- Theatrical poster
- Directed by: Paul Sarossy
- Written by: Peter Waddington Neil Cross (novel)
- Produced by: Andreas Bajohra Michael Cowan Yvonne Michael Jason Piette Bob Portal
- Starring: Andrew Howard Geraldine O'Rawe Andrew Tiernan David Calder
- Cinematography: Haris Zambarloukos
- Edited by: Eddie Hamilton
- Music by: Jennie Muskett
- Distributed by: Verve Pictures
- Release dates: 10 September 2001 (TIFF); 3 October 2003 (UK);
- Running time: 98 minutes
- Country: United Kingdom
- Language: English

= Mr In-Between =

2001 film by Paul Sarossy

Mr In-Between (also called The Killing Kind) is a 2001 British crime drama film based on the 1998 novel of the same title by English novelist Neil Cross.
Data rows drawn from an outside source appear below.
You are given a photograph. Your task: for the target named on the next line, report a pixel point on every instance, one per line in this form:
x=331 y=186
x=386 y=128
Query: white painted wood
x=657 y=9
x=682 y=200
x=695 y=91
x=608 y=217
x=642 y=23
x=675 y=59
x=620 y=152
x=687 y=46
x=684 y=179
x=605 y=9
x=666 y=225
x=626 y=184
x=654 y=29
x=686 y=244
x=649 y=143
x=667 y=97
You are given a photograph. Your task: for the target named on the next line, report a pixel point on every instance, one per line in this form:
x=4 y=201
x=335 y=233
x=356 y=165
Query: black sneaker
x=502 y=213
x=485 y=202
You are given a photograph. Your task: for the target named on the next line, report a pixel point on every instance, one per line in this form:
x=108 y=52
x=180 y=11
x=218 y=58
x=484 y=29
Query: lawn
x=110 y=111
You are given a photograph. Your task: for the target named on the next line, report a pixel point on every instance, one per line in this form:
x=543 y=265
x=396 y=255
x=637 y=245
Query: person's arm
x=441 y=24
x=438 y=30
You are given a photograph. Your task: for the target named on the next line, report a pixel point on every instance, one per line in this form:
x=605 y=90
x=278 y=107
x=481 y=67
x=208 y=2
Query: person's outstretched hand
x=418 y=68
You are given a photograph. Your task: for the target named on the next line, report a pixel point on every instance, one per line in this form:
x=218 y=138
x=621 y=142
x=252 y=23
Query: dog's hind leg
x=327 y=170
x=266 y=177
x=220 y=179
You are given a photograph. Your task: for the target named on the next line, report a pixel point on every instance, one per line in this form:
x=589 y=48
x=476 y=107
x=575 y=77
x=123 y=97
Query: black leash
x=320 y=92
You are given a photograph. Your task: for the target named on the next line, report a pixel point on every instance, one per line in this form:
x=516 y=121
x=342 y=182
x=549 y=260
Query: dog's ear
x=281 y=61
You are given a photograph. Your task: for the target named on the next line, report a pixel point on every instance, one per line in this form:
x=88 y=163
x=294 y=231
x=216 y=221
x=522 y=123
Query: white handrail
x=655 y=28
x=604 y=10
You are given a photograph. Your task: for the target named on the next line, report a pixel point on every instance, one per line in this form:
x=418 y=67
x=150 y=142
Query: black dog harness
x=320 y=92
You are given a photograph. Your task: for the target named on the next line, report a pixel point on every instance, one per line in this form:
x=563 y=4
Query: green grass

The film was directed by cinematographer Paul Sarossy, his only directorial role to date, and the screenplay written by Peter Waddington, who also has a small role in the film.

== Plot summary ==
In 2002, hitman Jon lives a life of relative solitude, until one day he happens upon an old friend, Andy, and is plunged into an unneeded relationship. The truth slowly unravels about Jon and what he does, endangering the lives of those close to him, and Jon is faced with an ultimatum. He must make his most difficult decision ever: whether to save the woman he loves or kill her and the child.

== Cast ==

| Actor | Role |
|---|---|
| Andrew Howard | Jon |
| Geraldine O'Rawe | Cathy |
| Andrew Tiernan | Andy |
| David Calder | Tattooed Man |
| Mark Benton | Phil |
| Clive Russell | Mr Michaelmas |
| Saeed Jaffrey | Mr Basmati |
| Clint Dyer | Rickets |
| Peter Waddington | Priest |
| Gina Yashere | Dancing Woman |
| Perry Benson | Nelson |
| Al Hunter Ashton | Fat Dave |
| Brian Hibbard | Gordon |

== Production notes ==

UK film poster

- Early on, the film's producers were skeptical about the choice of Paul Sarossy, a first-time director and a Canadian in an otherwise all-British production crew, but eventually agreed he was the best man for the job.
- Sarossy, better known for his work as a cinematographer, wanted to focus on his directing and told cinematographer Haris Zambarloukos not to let him behind the camera, no matter how hard he persisted, for the duration of the shooting.
- In the original screenplay, as well as in the novel, the tattooed man's lair was a large Victorian-style manor; Sarossy wanted something more dismal, and so writer Peter Waddington revised the scenes to take place in the sewers under the streets of London.

== Reception ==
Derek Elley of Variety called it "unevenly acted and scripted". Jamie Russell of the BBC rated it 3/5 stars and called it "commendably ambitious, but only occasionally successful". Alan Morrison of Empire rated it 3/5 stars and wrote that the film becomes more pretentious as time goes on. Total Film rated it 2/5 stars and called it "intense, reflective yarn" that wallows in sadism. Time Out London called it bleak, stylistically bold, and occasionally pretentious. David Johnson of DVD Verdict called it "a refreshingly original take on the hitman-with-a-conscience gig." Glenn Erickson of DVD Talk called it "an overachieving straight-to-video feature" that treats its subject matter as more important than it is.

=== Awards ===
Mr In-Between won Best UK Feature at Raindance Film Festival. Andrew Howard won Best Actor at the Tokyo International Film Festival.